My friends who call the world a dystopian hellscape–I salute you. Yes, it felt that way, that day.
This beautiful-horrible dumpster scene was my sign.
how I know what I need
- I need a functional culture where most people have basic communication and relationships skills.
- If we have a government, I need a government that works for everyone, ensuring basic rights and lives for everyone, not just the very rich.
- Violence is harmful, and I need a culture that believes that and chooses love.
- I need a world where we all have the basics, which allows us to survive without resorting to risky behaviors.
- I need Parent Earth to be treated as sacred and holy. Not as an endless fountain of cheap resources, and a chaotic graveyard for the cheap resources as they are disrespectfully discarded, easier to toss than to honor, mend, share, repurpose, or otherwise transform.
Since when does it matter, what I need? Figuring it out feels pointless. Is therapy trying to ignore that part? If I’m fiddling while Rome burns, I’d like to at least enjoy the tune.
2 replies on “how I know what I need”
Oh this-as all your posts are-is very necessary. When our needs and wants are conflated with each, I. E.

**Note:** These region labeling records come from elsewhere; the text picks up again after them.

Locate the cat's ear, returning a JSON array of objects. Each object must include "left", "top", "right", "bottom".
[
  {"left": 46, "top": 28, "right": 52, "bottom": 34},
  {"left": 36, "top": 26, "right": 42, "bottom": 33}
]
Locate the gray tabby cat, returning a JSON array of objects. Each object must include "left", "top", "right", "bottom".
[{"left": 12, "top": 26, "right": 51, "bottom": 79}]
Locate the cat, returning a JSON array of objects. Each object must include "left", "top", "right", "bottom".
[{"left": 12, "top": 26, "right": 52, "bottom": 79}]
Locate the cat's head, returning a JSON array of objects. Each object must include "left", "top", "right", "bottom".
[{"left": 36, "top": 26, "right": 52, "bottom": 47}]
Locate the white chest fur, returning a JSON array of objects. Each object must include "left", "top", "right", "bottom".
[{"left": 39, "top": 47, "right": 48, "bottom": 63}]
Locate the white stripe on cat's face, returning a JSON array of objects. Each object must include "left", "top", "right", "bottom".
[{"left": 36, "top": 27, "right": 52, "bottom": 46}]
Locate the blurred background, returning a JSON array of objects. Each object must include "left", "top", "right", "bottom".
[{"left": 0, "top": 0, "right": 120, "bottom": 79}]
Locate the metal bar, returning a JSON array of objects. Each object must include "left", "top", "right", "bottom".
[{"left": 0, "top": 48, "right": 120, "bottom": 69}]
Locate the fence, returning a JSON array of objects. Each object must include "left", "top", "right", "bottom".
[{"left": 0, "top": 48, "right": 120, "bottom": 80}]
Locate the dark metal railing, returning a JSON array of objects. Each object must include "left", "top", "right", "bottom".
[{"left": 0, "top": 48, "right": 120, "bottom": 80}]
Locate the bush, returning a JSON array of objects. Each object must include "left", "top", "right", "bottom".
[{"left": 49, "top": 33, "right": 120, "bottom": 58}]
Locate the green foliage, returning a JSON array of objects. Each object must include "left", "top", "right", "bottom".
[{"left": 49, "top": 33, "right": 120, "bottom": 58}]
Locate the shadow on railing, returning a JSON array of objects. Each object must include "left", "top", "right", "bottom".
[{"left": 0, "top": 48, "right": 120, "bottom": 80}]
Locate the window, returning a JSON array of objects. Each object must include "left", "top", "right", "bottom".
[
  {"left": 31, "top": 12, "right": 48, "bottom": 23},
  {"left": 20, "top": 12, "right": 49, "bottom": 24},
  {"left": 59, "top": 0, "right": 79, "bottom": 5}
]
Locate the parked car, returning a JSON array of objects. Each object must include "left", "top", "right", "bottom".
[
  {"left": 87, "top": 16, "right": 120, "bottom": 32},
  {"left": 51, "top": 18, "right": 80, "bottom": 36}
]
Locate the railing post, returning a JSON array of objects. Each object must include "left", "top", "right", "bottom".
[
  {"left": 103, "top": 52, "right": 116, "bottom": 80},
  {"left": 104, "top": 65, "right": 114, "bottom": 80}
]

not defined, it is nearly impossible
to get either, especially in a way that resonates with how much IP work we have done. What you described with your therapist and you is SPOT ON.

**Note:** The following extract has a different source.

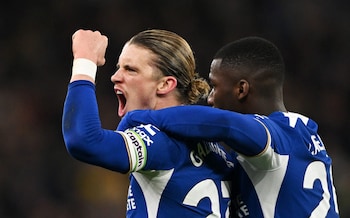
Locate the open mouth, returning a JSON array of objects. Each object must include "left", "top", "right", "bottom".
[{"left": 115, "top": 90, "right": 126, "bottom": 117}]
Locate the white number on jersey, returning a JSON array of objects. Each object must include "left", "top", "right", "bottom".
[{"left": 303, "top": 161, "right": 339, "bottom": 218}]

For me, I need the 1-2x/monthly counseling to be at my discretion: rarely, if ever does a need for mirroring, support or assistance come during a scheduled session.
And like you, if I am not open, crying or otherwise vulnerable within the first twenty-minutes, I don’t get nearly as much out of it. My last session had me talking and listening for 57 minutes: in the last three minutes of our session, I broke open and briefly talked about three, early events that shaped me.
Your list of wants and needs does not differ from mine: even with articulating them, it takes a special blend of determination, surrender, believing, luck and timing to get into living situations that give more than take from us. I was sorry to hear about
a lost love, but am truly grateful you are not tolerating unreciprocal relations with people. I don’t know why it is so difficult to show up fully present, aware and remembering who we are. Cultural conditioning sounds like the culprit and even knowing this only gets us to a place of preparedness. I am loving your journey and every word that flows out of your exquisite BEing.
love to your hard work, friend. hugs.